The results were mixed overall, though. The same trial found no significant benefit for fatigue, cognitive function, or sexual function. DHEA replacement in adrenal insufficiency addresses a real hormonal gap, but it doesn’t resolve all the symptoms women with the condition experience.

Fertility and IVF

DHEA has gained popularity as a supplement for women undergoing IVF, particularly those told they have diminished ovarian reserve or poor ovarian response. The theory is that DHEA boosts the hormonal environment around developing eggs, improving their quality and number.

The evidence doesn’t support this. The UK’s Human Fertilisation and Embryology Authority (HFEA) reviewed the moderate to high-quality studies and gave DHEA its lowest rating for both egg retrieval numbers and live birth rates in women with diminished ovarian reserve. Their conclusion was direct: collectively, the studies did not show any impact on egg retrieval or live births. Some fertility clinics still recommend it, but the regulatory body responsible for evaluating IVF add-ons considers it ineffective for this purpose.

Side Effects and Risks

Because DHEA converts into androgens like testosterone and dihydrotestosterone, the most common side effects in women are androgenic: acne, oily skin, unwanted facial or body hair growth, and in some cases, hair thinning on the scalp. These effects are dose-dependent, meaning they’re more likely at higher doses and less common at lower ones.

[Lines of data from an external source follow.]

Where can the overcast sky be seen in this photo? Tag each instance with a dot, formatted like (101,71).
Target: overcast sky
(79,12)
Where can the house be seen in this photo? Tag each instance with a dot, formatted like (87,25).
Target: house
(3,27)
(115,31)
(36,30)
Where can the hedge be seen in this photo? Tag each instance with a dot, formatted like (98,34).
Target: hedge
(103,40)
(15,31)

The bigger concern is for women with a history of hormone-sensitive conditions. Since DHEA feeds into both estrogen and testosterone production, it can theoretically stimulate tissues that respond to those hormones. Women with a history of breast, ovarian, or uterine conditions that are hormone-driven should be especially cautious. DHEA is also not well-regulated as a supplement in many countries, meaning the actual dose in a given product may not match the label.

What Most Women Actually Need to Know

DHEA is a real hormone with real effects, not just a wellness trend. Its strongest evidence in women is for improving sexual arousal after menopause, modest bone density support, and replacing what’s missing in adrenal insufficiency. Its weakest evidence is in fertility treatment, where well-designed studies have repeatedly shown no benefit. For mood, the effects exist but are small and come with psychiatric risks that shouldn’t be dismissed.

Doses in clinical studies have ranged from 50 mg daily for adrenal insufficiency to 100 mg daily for sexual health, but these were supervised medical settings, not self-directed supplementation. Blood levels of DHEA-S vary widely between individuals, and the same dose can push one woman into a normal range while giving another androgenic side effects. Testing your DHEA-S level before and during supplementation is the only way to know whether a given dose is doing what you want it to.